In July 2015, O'Brien signed with Polish club MKS Dąbrowa Górnicza. O'Brien left the club in October and moved to Al Arabi of the Qatar Basketball League. While playing for Al Arabi, O'Brien led the team in points (22.3), rebounds (17.9), field goal percentage (47.8), free throw percentage (78.4), blocks (1.4), and player efficiency (31.4). He ranked first in the league in rebounds and player efficiency, third in blocked shots and ninth in scoring. O’Brien was named Qatar Center of the Year, First Team All-Qatar and to the Qatar All-Imports team.

Upon the conclusion of the Qatar Basketball league regular season, O'Brien signed with Lebanese club CS Sagesse Beirut of the Lebanese Basketball League in March 2016. In 13 games, O'Brien emerged as the league's leading rebounder at 13.2 per game and finished in the top five in player efficiency. Entering playoffs as a No. 7 seed, O'Brien hit the game-winning shot at the end of regulation to complete the series upset over No. 2 seed Tadamon Zouk to send Sagesse into the league's final four round.

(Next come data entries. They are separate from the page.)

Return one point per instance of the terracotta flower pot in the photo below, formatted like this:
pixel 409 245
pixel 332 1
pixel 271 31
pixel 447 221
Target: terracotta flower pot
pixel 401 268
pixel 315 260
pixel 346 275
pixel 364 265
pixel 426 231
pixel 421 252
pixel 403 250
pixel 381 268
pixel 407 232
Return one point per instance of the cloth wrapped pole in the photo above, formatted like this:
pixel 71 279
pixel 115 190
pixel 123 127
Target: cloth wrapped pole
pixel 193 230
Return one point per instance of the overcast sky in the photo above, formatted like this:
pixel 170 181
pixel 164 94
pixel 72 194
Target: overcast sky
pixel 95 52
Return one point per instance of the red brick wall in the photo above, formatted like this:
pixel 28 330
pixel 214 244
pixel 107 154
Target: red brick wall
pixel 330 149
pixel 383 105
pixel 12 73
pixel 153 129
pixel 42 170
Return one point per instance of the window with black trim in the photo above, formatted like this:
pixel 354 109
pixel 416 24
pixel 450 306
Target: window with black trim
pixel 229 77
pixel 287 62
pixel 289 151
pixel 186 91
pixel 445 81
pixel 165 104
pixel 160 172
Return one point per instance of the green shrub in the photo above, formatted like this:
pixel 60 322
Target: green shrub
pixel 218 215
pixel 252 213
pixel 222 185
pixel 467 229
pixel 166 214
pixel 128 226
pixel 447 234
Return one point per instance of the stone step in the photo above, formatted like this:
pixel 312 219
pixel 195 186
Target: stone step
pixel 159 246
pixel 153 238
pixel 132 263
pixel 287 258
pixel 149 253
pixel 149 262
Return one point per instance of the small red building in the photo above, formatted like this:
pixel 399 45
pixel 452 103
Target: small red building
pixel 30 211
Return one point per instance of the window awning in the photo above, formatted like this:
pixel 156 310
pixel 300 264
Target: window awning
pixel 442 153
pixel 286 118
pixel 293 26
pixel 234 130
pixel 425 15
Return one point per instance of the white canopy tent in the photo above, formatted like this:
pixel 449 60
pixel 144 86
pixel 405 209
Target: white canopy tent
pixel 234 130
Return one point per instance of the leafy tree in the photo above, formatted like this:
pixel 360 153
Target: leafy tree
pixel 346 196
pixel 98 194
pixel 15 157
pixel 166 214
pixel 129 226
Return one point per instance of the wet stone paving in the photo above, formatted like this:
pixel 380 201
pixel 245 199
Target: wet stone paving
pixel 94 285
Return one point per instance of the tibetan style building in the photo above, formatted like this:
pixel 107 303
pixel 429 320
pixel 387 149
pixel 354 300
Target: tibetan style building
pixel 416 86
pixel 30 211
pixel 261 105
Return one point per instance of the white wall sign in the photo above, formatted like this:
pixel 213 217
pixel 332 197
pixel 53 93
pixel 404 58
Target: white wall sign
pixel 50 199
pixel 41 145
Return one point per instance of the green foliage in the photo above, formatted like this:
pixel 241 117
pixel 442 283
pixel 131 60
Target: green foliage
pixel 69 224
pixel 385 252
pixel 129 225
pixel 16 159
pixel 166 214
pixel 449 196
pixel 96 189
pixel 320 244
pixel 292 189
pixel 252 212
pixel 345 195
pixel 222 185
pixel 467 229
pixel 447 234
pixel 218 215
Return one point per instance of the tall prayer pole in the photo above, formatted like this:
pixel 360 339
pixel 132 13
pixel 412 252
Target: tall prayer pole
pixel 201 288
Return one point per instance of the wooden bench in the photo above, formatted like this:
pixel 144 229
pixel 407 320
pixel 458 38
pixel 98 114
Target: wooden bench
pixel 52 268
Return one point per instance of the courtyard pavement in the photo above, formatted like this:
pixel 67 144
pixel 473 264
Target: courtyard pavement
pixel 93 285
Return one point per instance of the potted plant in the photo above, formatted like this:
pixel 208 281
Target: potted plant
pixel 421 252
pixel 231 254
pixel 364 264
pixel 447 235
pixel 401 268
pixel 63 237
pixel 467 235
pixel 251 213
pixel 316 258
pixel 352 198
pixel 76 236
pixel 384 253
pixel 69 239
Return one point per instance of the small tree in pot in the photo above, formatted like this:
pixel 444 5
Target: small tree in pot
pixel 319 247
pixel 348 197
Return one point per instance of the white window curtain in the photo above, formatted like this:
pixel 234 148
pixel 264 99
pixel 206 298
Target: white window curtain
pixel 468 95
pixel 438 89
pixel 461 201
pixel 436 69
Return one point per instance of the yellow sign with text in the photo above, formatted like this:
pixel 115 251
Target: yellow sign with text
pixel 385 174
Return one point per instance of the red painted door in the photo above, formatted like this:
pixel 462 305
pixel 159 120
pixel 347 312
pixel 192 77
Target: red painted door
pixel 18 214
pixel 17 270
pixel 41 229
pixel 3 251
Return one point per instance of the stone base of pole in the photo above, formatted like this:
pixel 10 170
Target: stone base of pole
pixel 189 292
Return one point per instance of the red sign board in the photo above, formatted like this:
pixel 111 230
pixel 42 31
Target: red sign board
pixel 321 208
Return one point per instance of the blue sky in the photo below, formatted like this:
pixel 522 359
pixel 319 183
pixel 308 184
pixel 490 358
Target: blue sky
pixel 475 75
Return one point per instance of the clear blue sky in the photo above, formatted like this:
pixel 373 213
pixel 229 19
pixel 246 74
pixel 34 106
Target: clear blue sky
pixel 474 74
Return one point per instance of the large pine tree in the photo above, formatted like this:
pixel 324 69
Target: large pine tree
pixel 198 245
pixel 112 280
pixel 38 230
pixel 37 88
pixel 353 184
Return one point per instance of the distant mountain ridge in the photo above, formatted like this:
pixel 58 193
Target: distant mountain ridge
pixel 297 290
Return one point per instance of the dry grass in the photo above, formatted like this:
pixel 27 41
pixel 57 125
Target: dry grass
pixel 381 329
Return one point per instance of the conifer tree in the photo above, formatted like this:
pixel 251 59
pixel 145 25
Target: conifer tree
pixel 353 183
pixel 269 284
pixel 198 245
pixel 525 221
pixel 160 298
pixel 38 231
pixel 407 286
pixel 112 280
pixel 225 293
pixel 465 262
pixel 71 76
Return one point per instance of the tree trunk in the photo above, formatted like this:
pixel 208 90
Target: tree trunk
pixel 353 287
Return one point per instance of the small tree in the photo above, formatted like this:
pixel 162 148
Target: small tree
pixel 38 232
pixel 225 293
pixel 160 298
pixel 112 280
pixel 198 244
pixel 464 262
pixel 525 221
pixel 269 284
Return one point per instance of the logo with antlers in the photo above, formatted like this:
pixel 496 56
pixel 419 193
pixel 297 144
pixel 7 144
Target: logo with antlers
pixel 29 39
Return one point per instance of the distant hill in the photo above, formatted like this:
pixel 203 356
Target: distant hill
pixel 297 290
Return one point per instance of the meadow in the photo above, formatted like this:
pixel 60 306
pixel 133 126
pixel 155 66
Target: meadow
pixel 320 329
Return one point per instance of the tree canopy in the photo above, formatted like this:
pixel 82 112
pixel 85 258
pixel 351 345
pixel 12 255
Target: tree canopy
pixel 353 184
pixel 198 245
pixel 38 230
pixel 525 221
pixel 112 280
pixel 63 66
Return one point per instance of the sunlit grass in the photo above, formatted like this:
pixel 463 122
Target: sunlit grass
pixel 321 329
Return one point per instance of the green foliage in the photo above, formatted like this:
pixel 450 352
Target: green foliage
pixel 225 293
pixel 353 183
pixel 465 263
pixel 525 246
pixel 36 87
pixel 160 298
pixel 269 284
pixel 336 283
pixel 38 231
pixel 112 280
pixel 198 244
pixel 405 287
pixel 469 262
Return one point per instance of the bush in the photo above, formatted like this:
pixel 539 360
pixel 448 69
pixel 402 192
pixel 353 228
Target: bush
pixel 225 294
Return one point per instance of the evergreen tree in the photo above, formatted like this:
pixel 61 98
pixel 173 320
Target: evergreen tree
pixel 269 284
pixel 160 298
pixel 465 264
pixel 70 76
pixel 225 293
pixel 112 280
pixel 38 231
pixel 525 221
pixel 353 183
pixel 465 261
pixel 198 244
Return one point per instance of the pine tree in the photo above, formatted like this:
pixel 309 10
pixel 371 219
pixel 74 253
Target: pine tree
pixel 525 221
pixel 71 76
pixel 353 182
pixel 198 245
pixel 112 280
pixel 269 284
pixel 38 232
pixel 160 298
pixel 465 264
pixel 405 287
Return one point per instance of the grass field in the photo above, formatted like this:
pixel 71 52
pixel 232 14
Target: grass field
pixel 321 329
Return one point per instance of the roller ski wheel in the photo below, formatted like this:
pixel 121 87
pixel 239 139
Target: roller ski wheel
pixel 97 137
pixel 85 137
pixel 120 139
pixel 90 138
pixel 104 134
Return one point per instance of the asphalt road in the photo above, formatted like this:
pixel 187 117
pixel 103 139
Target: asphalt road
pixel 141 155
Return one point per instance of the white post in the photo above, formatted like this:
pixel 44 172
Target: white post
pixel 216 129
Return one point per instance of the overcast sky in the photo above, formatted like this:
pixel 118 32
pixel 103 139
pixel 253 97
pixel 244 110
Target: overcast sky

O'Brien joined Al Hala of the Bahrain Premier League for the preseason Bahrain Supercup. Upon completion in mid-September, O'Brien signed with Urartu BC of Armenia in their inaugural season. O'Brien was given an Armenian passport for contributions to the country's national athletics, making him eligible to play for the National Team in future competitions. He participated in the Russian Superleague, where he led the league in rebounding (10.4 rpg) and ranked No. 4 in player efficiency (18.8). Due to sponsorship issues, the club ceased operations in early December.

In December 2016, O'Brien returned to CS Sagesse Beirut on a short-term contract, playing in six Lebanese league games and participating in the Dubai International Tournament in February 2017. In March 2017, O'Brien signed a deal returning to Latvia with league power BK Ventspils.

On November 21, 2018, O'Brien signed with Al Ahly of the Egyptian Basketball Super League. He also participated in the Africa Basketball League, where he led the tournament in rebounds with 12 per game, to go with 13.8 points, 2.8 assists, 1.0 steals and 1.0 block shots per game.

On September 16, 2019, O'Brien signed a one-year deal with Alexandria Sporting Club of Egypt of the Egyptian National League.

==Overseas Elite==
O'Brien plays as a member of the Overseas Elite basketball team that competes in The Basketball Tournament (TBT), a summer tournament broadcast on ESPN. In 2015, O'Brien was a member of the inaugural Overseas Elite basketball team that competed in TBT 2015. The team, composed of other overseas professionals, went on to defeat Team 23 in the championship game, taking home a $1 million prize.

In summer 2016, O'Brien and Overseas Elite repeated as champions, defeating Team Colorado in the TBT 2016 finals, winning an increased $2 million prize. O'Brien and Overseas Elite won their third championship at TBT 2017, defeating Team Challenge ALS in the finals, for another $2 million prize. At TBT 2018, O'Brien and Overseas Elite won their fourth championship, defeating Eberlein Drive in the finals, to secure another $2 million prize.

==Personal life==
O'Brien was born March 3, 1989, in Media, Pennsylvania. His family moved to Lancaster, Pennsylvania, when he was young. His father, Roy, played football at the University of Penn and was an assistant football coach at Widener University. His mother, Pam, played both lacrosse and basketball at Hood College. His older sister, Kim, was a triple jumper at Muhlenberg College. His younger sister, Julia, plays professional volleyball. She was a two-time All-PSAC First Team selection at West Chester University and the 2014 PSAC Player of the Year.
 His uncle, Bruce Frank, played basketball at the University of Penn and went on to play professionally in Germany. His cousin, Matt Frank, was the starting right guard and team captain of James Madison University's 2016 National Championship football team.